Nationalization is a bit too imprecise, though, and it's a buzzword that's been tossed around. I agree that if Strangelove comes up with anything that seems like it might work, the market will respond favorably. Including a Buiter-Meredith Whitney kind of plan, ie, absorb the insolvent banks if they fail the stress test.... and liquidate the bad assets over time a la RTC. Then focus on capitalizing the survivors (without necessarily forcing them to take government funds in exchange for equity i.e, no broad nationalization). The sooner the better, IMO. This puts the bad liabilities on the taxpayers, but realistically they are there anyway. At least it quarantines them from the rest of the banking system, allowing it to function more freely. I think this will be a great deal more expensive than Buiter estimated though, probably multi-trillions instead of 350 billion, but that remains to be seen.
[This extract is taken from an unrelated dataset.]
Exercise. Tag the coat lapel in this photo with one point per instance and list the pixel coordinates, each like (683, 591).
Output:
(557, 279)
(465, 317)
If something like this is implemented, you'd want to own the stocks of likely survivors ahead of the announcement. We should probably be trying to identify them as a potential speculative trade.



To: orkrious who wrote (185630)2/21/2009 7:58:01 PM
From: Elroy JetsonRead Replies (1) | Respond to of 306849
 
The entire concept of "nationalization" is merely an alternative to providing additional funding and staff to the FDIC.

Either someone thinks the FDIC is not up to the task of doing a Bank Failure Friday on Citibank and BofA, or they have a problem lending more taxpayer funds to the FDIC.

In either case, trying to find an alternative to the FDIC seems odd and unnecessary to me.
.



To: orkrious who wrote (185630)2/22/2009 4:10:41 AM
From: stockman_scottRespond to of 306849
 
Soros Says Financial Crisis Marks End of a Free-Market Model

By Walid el-Gabry

Feb. 21 (Bloomberg) -- Billionaire investor George Soros said the current economic crisis has its roots in the financial deregulation of the 1980s and marks the end of a free-market model that has since dominated capitalist countries.

Liberalization of the financial industry begun by the Reagan administration has led to a series of breakdowns forcing government intervention, Soros told economists and bankers last night at a private dinner at Columbia University in New York. The global recession, triggered by the collapse of the U.S. housing market, has “damaged the financial system itself,” he said.

Regulators are in part to blame because they “abrogated” their responsibilities, Soros, 78, said. The philosophy of “market-fundamentalism” was now under question as financial markets have proved to be inefficient and affected by biases rather than driven by all the available information, he said.

“We’re in a crisis I think that’s really the most serious since the 1930s and is different from all the other crises we have experienced in our lifetime,” Soros said.

Soros, founder of New York-based hedge-fund firm Soros Fund Management LLC, said last month at the World Economic Forum in Davos, Switzerland, that the Obama administration’s plan to buy toxic assets from U.S. banks won’t be enough to get financial institutions to start lending again.

A more effective approach for restarting the economy would be to inject capital directly into the banks and cut minimum capital requirements, Soros, whose firm oversees $21 billion, has said.

Soros’s Quantum Endowment Fund returned 8 percent last year. That compared with an average loss of 18 percent by hedge funds, according to data compiled by Hedge Fund Research Inc. of Chicago.